Girls as young as 3 were forced to undergo “degrading internal and invasive nude” body cavity searches, according to the report.

In some cases, entire families were arrested and sentenced to separate political prison camps for adhering to Christianity.

One individual interviewed shared how 10 attendees of Bible study groups were arrested and sentenced to political prison camps. Later, the parent of one of the victims was informed that their child had died at a political prison camp. 

Il-lyong Ju, an exiled human rights advocate who helped author the report, said North Koreans are “indoctrinated to despise religion from an early age” and to “deify the supreme leader.”

“The cruel actions of the privileged few in North Korea who take our lives and control our thoughts must be prevented,” he said.
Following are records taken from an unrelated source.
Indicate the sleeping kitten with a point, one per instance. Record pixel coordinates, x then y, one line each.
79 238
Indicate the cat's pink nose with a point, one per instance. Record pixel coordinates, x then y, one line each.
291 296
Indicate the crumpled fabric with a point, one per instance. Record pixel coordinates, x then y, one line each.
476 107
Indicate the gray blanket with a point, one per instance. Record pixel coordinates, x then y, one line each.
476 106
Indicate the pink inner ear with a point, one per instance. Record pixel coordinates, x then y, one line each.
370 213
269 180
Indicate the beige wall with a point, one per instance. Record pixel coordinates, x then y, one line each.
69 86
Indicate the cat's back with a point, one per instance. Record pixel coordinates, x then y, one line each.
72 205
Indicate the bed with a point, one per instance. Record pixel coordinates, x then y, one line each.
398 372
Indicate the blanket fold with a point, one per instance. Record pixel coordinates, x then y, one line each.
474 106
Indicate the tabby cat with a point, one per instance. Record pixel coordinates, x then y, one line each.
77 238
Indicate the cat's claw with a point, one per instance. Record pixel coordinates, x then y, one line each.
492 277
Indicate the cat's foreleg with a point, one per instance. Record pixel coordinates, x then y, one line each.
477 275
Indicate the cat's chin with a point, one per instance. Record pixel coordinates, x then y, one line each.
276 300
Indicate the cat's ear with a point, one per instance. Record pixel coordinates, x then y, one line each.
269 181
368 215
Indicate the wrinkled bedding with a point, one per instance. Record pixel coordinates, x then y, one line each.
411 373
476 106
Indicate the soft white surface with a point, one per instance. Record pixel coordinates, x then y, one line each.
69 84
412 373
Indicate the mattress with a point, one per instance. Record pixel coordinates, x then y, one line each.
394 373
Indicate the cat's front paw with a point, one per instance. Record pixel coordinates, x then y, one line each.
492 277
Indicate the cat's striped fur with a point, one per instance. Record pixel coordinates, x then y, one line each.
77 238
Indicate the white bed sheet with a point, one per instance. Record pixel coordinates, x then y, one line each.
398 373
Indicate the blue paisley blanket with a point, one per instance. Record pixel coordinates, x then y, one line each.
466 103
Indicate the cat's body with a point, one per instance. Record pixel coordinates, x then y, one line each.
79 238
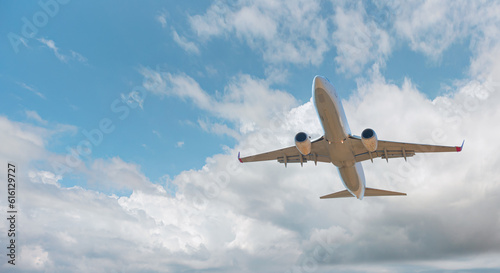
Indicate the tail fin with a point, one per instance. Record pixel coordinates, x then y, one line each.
368 192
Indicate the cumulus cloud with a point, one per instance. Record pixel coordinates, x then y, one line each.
62 57
188 46
231 216
263 217
34 115
357 40
243 95
285 31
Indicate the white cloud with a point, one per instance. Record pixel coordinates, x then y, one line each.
34 115
264 217
358 40
31 88
432 26
62 57
188 46
261 217
284 31
243 95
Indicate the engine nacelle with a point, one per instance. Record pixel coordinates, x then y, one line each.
369 139
303 143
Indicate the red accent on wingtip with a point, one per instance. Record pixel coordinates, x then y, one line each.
459 149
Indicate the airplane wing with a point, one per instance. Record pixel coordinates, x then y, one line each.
391 149
319 153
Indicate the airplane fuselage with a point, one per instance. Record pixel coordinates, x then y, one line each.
337 132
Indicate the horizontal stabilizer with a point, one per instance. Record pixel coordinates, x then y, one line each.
339 194
368 192
375 192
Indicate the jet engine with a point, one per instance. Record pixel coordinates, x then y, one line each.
303 143
369 139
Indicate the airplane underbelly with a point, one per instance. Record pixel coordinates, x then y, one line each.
353 178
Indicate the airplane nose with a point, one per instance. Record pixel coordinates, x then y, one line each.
319 82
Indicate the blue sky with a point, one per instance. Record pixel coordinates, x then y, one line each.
186 85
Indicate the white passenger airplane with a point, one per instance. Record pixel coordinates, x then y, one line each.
344 150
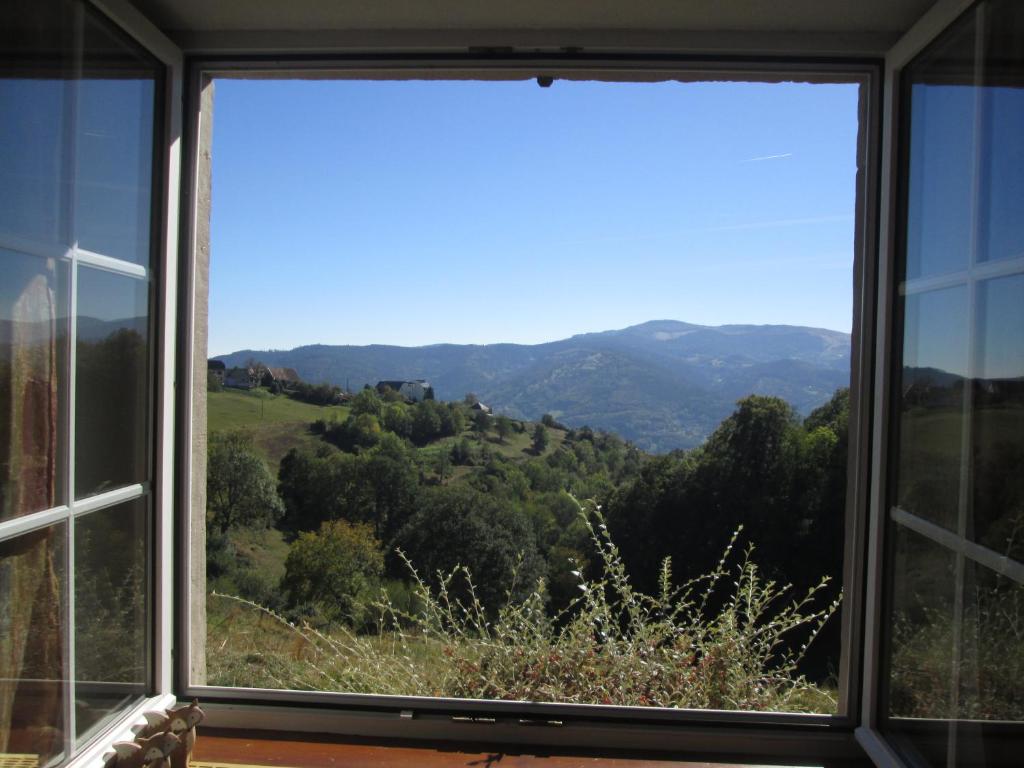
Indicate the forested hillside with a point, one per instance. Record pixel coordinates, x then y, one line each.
366 520
663 385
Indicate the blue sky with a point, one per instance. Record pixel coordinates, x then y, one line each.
420 212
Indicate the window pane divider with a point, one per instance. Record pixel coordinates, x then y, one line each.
978 271
110 264
28 523
35 247
1001 564
109 499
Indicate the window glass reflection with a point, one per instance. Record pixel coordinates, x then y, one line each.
941 163
932 404
32 642
991 668
33 382
1003 151
922 625
33 172
114 151
112 399
998 417
112 605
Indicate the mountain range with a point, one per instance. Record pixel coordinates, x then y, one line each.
663 384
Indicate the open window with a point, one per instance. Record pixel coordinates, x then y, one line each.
529 214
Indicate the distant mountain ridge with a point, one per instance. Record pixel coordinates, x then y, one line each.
663 384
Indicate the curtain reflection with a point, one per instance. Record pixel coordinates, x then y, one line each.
32 644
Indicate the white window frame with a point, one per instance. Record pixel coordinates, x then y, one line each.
164 232
926 31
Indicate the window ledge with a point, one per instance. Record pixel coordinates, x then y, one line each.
98 752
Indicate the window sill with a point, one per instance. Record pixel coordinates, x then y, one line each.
98 751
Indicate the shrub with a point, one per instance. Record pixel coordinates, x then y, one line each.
336 569
613 645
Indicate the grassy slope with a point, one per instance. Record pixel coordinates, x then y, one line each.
275 422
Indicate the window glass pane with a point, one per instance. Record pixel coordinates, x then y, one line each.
32 643
112 610
921 680
942 157
33 171
112 399
1003 159
34 113
932 404
998 417
991 670
33 382
114 153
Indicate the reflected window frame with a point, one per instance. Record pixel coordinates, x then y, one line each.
80 60
928 740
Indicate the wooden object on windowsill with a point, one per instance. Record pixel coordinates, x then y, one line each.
146 753
181 722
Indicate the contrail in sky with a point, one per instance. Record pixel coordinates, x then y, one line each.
768 157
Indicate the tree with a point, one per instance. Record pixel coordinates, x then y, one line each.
503 426
335 572
457 525
426 422
397 420
240 491
443 465
481 422
368 401
540 439
377 486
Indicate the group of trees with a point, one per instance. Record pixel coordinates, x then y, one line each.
380 482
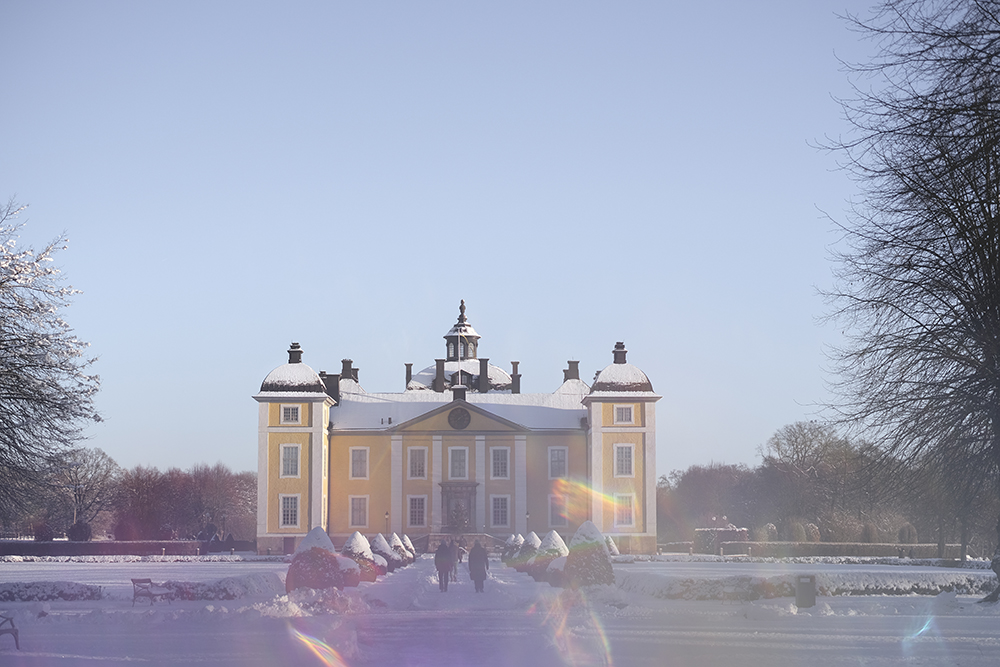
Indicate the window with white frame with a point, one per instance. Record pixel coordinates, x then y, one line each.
623 414
418 511
289 461
359 511
557 462
500 462
500 506
359 462
289 511
557 511
290 414
623 460
418 463
458 462
624 510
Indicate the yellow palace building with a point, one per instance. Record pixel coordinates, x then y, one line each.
460 451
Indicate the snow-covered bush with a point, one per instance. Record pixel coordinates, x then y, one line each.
43 532
316 568
79 532
551 547
380 547
588 562
510 548
527 550
359 550
396 544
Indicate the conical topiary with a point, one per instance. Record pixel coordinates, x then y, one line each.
589 561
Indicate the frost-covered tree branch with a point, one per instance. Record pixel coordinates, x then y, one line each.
46 394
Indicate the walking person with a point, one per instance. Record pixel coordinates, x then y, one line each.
455 560
443 564
479 562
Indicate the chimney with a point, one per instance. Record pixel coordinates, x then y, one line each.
484 375
439 375
619 352
332 384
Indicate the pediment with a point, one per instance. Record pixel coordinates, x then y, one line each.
459 417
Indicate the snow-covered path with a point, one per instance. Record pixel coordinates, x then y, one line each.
517 621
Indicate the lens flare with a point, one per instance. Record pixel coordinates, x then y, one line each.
576 631
327 655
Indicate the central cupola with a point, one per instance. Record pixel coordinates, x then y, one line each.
462 340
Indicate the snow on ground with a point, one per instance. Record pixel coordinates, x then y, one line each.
667 611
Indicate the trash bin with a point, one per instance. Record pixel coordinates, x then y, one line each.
805 590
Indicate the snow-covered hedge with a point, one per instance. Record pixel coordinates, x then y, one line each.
588 562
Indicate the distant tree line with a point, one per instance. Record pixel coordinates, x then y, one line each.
84 494
812 484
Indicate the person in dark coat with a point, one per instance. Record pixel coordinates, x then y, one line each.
479 562
443 564
455 560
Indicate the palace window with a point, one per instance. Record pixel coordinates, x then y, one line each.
418 507
359 511
623 460
500 459
501 516
289 460
557 512
418 462
624 510
289 414
459 463
557 462
623 414
289 511
359 463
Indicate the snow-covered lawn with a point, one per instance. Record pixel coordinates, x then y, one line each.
660 613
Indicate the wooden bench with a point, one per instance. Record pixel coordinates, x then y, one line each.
144 588
12 630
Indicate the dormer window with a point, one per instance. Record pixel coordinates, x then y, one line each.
290 414
623 414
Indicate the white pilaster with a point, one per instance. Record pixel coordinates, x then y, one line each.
396 509
435 508
481 497
597 466
520 483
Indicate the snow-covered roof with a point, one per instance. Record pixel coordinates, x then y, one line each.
297 377
621 377
364 411
424 380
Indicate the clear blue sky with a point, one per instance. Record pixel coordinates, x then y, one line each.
234 176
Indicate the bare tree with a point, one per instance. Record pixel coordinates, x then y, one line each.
919 283
45 393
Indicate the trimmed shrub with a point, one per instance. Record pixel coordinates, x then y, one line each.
79 532
907 534
316 568
588 562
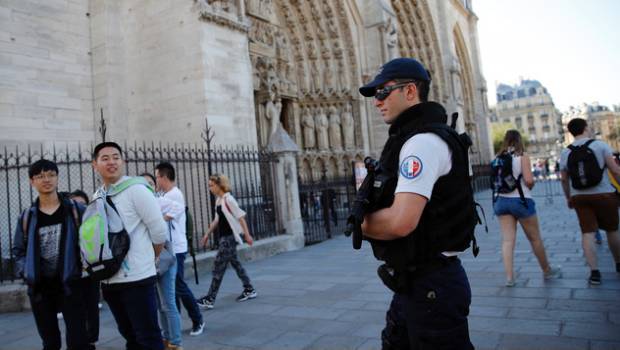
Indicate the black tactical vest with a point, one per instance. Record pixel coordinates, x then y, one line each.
449 218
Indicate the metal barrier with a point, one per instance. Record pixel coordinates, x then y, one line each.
250 172
325 206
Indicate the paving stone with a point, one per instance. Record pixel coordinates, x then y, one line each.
328 296
310 312
491 311
596 294
529 342
601 345
584 305
510 301
371 344
610 332
369 330
484 340
337 342
515 326
548 293
544 314
359 315
291 340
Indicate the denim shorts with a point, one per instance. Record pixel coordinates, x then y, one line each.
514 207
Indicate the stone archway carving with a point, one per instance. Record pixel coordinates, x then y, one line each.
417 38
463 86
304 50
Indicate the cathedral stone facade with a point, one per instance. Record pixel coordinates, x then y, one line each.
157 69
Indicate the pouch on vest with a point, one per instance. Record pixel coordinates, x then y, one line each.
103 240
583 168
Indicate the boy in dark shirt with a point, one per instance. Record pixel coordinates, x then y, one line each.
47 257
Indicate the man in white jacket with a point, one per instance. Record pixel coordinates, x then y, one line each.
165 176
130 293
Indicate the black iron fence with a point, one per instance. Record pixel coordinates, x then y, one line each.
250 172
325 206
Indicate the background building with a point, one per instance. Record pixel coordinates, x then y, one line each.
603 121
530 108
157 69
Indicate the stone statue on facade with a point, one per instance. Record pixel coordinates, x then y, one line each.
307 121
273 108
348 127
335 133
391 39
322 125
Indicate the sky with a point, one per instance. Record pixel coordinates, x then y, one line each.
571 46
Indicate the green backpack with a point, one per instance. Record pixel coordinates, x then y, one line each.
189 230
103 240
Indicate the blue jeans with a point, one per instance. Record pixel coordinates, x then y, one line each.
168 312
135 310
514 207
432 314
51 300
184 294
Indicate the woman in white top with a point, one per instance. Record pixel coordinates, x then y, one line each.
230 223
510 209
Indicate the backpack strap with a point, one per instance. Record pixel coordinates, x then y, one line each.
25 221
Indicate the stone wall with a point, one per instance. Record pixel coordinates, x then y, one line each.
45 72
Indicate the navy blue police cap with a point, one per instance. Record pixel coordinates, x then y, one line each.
398 68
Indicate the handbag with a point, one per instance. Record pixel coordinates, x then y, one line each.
167 258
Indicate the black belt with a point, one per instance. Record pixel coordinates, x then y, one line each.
400 281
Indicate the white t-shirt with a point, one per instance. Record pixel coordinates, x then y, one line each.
516 171
601 151
422 160
179 239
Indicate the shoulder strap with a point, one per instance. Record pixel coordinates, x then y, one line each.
77 217
25 221
138 180
227 207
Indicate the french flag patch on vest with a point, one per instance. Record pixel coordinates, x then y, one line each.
411 167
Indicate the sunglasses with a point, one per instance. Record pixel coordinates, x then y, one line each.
382 94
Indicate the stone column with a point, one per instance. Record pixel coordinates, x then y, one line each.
286 187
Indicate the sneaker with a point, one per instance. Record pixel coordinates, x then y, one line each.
197 328
205 303
554 272
595 277
247 294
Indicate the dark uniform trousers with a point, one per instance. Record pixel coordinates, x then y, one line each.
433 313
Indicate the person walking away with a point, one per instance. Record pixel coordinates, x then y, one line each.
165 178
92 293
230 223
130 293
588 190
518 206
46 251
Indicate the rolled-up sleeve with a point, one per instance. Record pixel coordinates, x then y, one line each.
19 249
148 209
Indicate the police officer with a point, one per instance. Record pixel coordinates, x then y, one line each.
429 216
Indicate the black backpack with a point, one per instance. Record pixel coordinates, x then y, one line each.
583 168
502 178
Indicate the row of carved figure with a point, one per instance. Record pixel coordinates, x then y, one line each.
325 127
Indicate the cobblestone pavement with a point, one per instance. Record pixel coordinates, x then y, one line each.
327 296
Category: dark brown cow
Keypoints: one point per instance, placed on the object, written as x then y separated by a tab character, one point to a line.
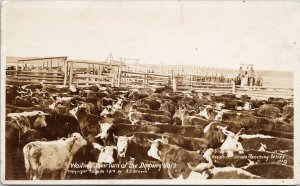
270	111
177	158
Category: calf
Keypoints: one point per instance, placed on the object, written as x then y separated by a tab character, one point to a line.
52	156
88	122
176	157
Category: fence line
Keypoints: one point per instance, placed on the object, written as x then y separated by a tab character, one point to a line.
142	80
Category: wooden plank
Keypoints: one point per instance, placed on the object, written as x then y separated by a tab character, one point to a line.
92	82
37	78
140	73
40	75
263	87
40	72
92	76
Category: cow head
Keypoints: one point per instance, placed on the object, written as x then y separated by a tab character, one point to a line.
155	148
106	153
219	116
122	144
247	106
231	144
213	133
106	111
78	140
40	121
219	106
104	128
118	105
73	111
206	112
72	88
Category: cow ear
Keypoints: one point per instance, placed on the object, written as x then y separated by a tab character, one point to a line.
115	137
151	141
131	137
164	140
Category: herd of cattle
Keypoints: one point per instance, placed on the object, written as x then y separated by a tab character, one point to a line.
55	132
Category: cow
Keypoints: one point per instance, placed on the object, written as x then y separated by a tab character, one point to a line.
105	133
136	117
24	121
231	144
106	153
52	156
122	144
135	95
176	157
270	111
88	122
150	103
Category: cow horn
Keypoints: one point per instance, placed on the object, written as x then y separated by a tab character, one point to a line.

“North Korean officials, whose crimes evoke thoughts of Auschwitz, must be identified and held accountable. And we must not forget the testimonies of the survivors in this report who have overpowered death in North Korea. This is the least that we, the free North Koreans, and you, the reader who has been granted freedom at birth, can do as our collective act of humanity. We have freedom. The North Korean people do not.”

Through the report, conducted over a period of seven months in 2019-2020, KFI said it hopes to “provide an accurate accounting of patterns of documented religious freedom violations perpetrated against North Korean citizens and to inform decision-making in the international community.”

Led by Kim Jong Un, North Korea has, for the last 18 years, ranked as the worst persecutor of Christians in the world on Open Doors USA’s World Watch List. 

Kenneth Bae, a Korean-American pastor who was held hostage in North Korea from 2012 to 2014, shared how the North Korean government is more afraid of Christians than nuclear weapons. According to Bae, most North Koreans have never heard the name of Jesus. 

“They said, ‘we are not afraid of nuclear weapons … we are afraid of someone like you bringing religion into our country and use it against us and then everybody will turn to God and this will become God’s country and we will fall,” Bae said.

This, ladies and gentlemen, is what real persecution looks like. We should not forget it.